From the conversations between the Bank of Italy, MEF and Abi would emerge the idea to build eight new company: four good bank and bad bank as many, two for each of the banks in crisis. With what money? The legislation speaks primarily of market resources, and here the banks, as has confirmed the day before the president Abi Antonio Patuelli are ready to do their part; then there could be the conversion of a portion of subordinated bonds. Finally, the Directive provides Brrd state intervention: the Italian legislation has not included this part, but enough a law specifically to do so. Just the bill that could be passed by the Council of Ministers on Sunday.

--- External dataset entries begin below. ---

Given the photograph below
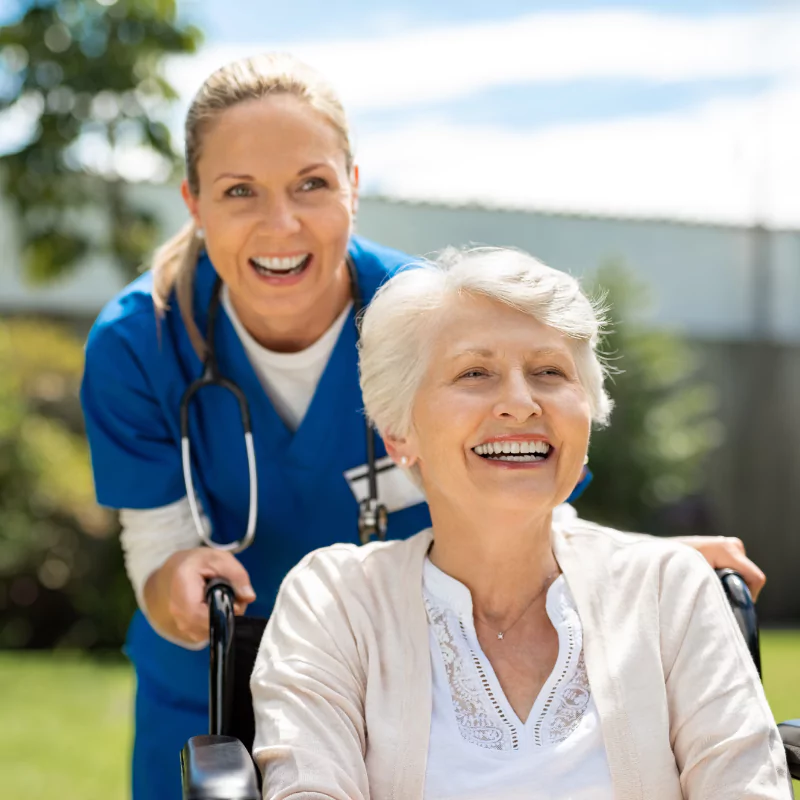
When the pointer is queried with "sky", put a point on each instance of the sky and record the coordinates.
(687, 109)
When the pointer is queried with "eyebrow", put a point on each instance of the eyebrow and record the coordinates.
(234, 176)
(486, 353)
(237, 177)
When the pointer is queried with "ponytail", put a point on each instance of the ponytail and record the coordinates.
(174, 267)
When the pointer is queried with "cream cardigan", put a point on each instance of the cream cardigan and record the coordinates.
(342, 682)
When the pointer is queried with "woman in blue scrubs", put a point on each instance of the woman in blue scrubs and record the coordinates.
(272, 192)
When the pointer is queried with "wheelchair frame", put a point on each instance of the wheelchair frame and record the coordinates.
(219, 766)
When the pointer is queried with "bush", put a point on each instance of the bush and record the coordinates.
(62, 581)
(648, 465)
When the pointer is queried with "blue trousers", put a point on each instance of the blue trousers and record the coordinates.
(162, 728)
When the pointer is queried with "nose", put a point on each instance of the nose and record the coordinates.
(278, 217)
(516, 400)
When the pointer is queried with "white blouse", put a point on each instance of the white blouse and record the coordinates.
(479, 748)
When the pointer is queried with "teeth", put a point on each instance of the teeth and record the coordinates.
(280, 264)
(520, 451)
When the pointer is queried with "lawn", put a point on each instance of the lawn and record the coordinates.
(65, 721)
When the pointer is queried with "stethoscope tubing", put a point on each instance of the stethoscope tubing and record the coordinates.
(373, 515)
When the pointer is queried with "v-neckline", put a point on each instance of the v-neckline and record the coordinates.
(459, 601)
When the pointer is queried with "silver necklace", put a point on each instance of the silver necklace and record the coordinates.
(502, 634)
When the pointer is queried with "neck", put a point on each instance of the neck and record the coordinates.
(293, 332)
(503, 558)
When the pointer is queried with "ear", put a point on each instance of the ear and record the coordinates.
(399, 449)
(354, 184)
(191, 202)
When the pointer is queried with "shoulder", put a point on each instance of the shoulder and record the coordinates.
(349, 569)
(376, 263)
(129, 317)
(633, 555)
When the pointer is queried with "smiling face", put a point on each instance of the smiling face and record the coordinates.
(500, 417)
(276, 204)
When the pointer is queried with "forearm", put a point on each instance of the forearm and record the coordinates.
(149, 539)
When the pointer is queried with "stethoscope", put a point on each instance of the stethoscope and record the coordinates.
(373, 517)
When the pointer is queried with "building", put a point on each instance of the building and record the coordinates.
(733, 291)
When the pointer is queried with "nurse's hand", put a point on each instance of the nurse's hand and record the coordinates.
(727, 552)
(175, 594)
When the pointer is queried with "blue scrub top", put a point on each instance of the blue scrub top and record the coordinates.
(137, 370)
(136, 373)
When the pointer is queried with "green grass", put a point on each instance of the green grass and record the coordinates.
(65, 727)
(65, 721)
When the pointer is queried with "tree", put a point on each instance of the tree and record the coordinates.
(663, 426)
(85, 77)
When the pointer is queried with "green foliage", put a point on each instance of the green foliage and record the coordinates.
(61, 575)
(86, 76)
(663, 425)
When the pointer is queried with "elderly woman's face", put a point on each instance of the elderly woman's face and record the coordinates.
(500, 414)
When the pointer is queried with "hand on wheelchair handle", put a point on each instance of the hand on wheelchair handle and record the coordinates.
(176, 593)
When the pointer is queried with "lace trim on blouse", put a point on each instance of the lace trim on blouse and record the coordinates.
(481, 719)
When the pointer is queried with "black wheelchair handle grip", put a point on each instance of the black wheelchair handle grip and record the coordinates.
(220, 598)
(744, 611)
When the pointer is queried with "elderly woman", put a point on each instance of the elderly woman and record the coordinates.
(502, 653)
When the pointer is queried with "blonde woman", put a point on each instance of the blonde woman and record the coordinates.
(503, 653)
(272, 188)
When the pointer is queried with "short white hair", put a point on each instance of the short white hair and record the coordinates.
(399, 325)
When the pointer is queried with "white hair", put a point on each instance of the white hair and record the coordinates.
(399, 325)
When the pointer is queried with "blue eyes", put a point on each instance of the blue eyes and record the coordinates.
(479, 373)
(313, 183)
(243, 190)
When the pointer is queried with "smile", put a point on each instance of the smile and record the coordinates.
(514, 451)
(280, 266)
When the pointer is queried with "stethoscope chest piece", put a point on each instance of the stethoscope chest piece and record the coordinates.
(373, 520)
(373, 516)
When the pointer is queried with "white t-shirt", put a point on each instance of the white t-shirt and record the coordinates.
(150, 536)
(479, 748)
(289, 379)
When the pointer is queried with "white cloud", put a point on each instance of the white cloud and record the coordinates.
(451, 62)
(729, 161)
(726, 160)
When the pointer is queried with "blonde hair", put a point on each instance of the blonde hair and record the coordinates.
(175, 262)
(400, 325)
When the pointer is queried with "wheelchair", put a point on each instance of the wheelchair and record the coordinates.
(218, 766)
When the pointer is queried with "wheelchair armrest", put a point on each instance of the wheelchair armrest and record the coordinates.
(218, 768)
(790, 734)
(744, 611)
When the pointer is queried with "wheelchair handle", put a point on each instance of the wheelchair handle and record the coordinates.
(744, 611)
(220, 597)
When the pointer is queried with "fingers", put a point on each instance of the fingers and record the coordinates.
(187, 596)
(221, 564)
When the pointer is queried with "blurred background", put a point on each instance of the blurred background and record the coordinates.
(650, 148)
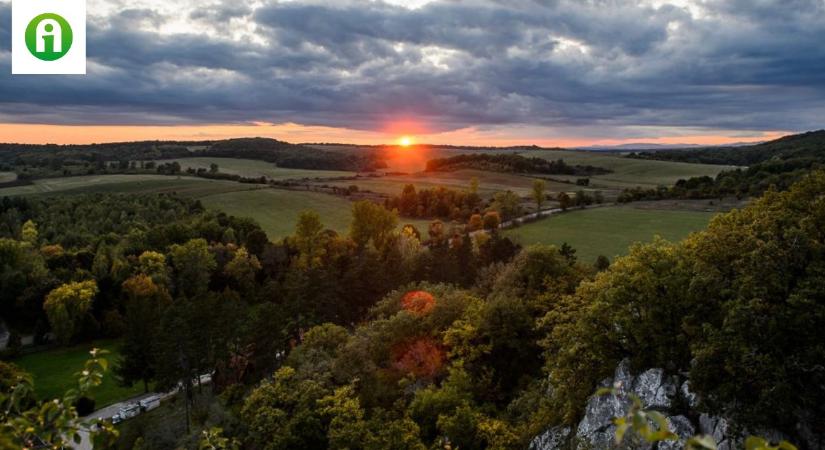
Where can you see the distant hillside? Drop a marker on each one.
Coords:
(510, 163)
(281, 153)
(803, 148)
(776, 164)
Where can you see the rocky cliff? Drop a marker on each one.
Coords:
(668, 394)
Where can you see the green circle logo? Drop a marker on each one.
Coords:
(49, 37)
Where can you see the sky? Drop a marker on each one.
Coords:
(506, 72)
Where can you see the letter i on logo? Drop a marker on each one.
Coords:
(48, 37)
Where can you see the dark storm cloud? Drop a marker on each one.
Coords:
(734, 64)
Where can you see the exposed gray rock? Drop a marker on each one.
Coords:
(553, 439)
(602, 409)
(716, 427)
(681, 426)
(689, 396)
(655, 389)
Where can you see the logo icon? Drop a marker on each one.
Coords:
(49, 37)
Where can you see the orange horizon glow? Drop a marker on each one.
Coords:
(297, 133)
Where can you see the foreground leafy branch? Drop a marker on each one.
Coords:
(53, 424)
(652, 427)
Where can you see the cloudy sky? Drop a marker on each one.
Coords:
(554, 72)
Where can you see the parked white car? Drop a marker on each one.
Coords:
(149, 403)
(127, 412)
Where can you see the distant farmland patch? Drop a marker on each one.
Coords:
(610, 231)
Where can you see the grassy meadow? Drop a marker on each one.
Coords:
(611, 230)
(53, 371)
(254, 169)
(627, 172)
(276, 210)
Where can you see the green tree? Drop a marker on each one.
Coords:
(475, 223)
(564, 201)
(281, 413)
(67, 306)
(153, 265)
(372, 222)
(309, 239)
(29, 232)
(491, 221)
(193, 265)
(539, 193)
(144, 305)
(55, 423)
(243, 270)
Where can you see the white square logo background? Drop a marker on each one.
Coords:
(23, 62)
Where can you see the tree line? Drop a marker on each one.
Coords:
(510, 162)
(371, 340)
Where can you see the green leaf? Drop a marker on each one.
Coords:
(703, 442)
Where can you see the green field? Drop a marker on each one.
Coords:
(489, 182)
(609, 231)
(255, 169)
(128, 184)
(53, 372)
(627, 172)
(276, 210)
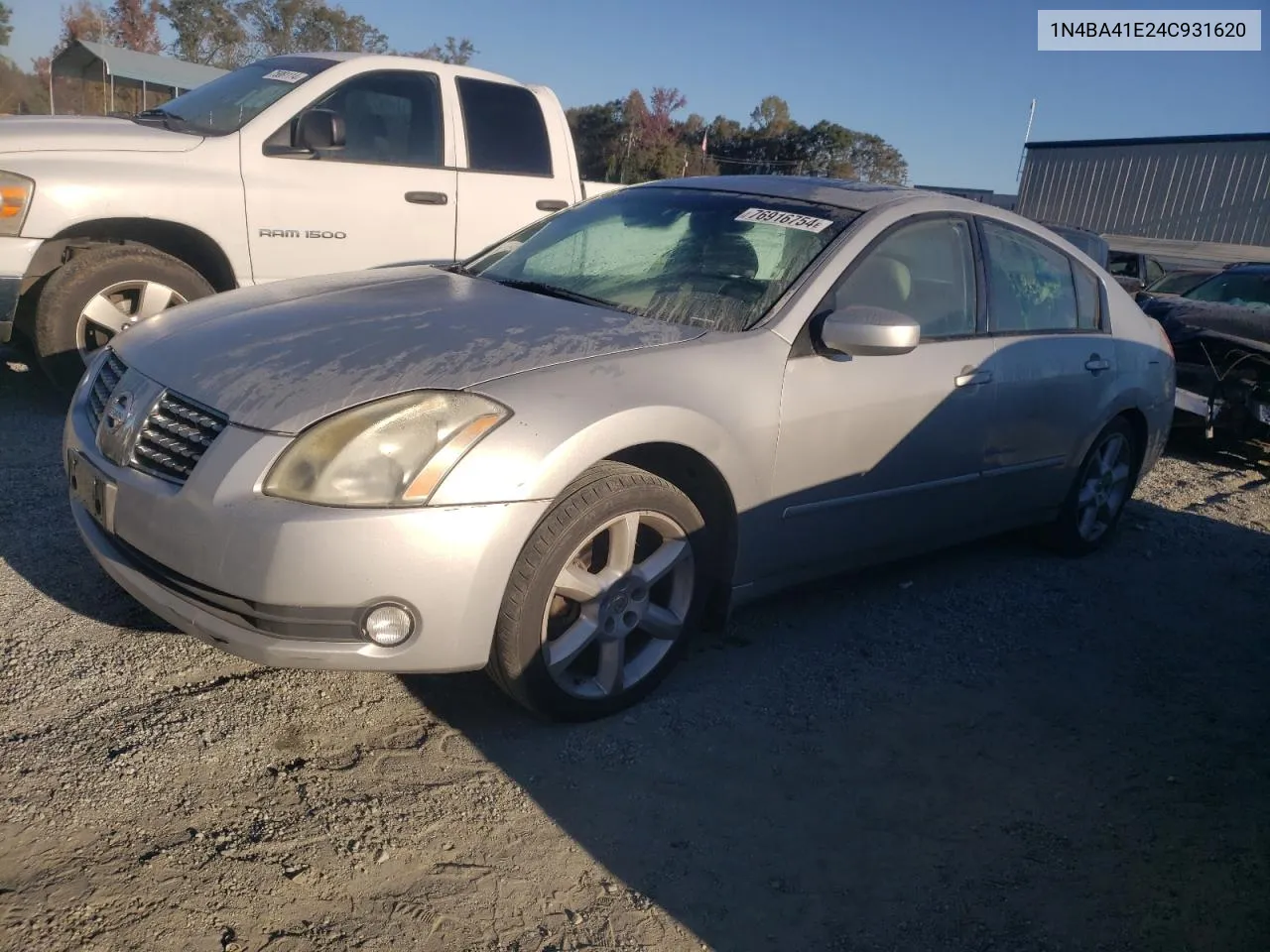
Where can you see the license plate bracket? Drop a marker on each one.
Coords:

The resolution plan would be built on a model similar to that adopted twenty years ago by the Bank of Naples: a healthy part brought into a good bank to recapitalize and then sell it on the market and a bad bank for liquidate assets in a reasonable time in suffering. The decree that the Government will launch the weekend, according to sources familiar with the dossier, aims to speed up the procedures to set up four good bank and bad bank as many. The first would be managed by the resolution established within the Bank of Italy. The pattern of intervention should continue to involve the Interbank Deposit Protection Fund (Fidt) that next Thursday will amend the statute and will create a new section open to voluntary contributions of the banks. The resources required for the four institutions are more than 2 billion. In part could come from the new Fund for a resolution; all Italian banks by the end of December should pour a contribution calculated for this year at about 500 million. According to a hypothesis that circulating, it could be asked banks to anticipate the effort also provided funds for the coming years. To contribute to the rescue, according to the new rules of the resolution mechanism, already this year involved the banks’ shareholders and subordinated creditors. The latter would not see repaid at maturity loan signatures that would be converted into shares of the good bank recapitalized.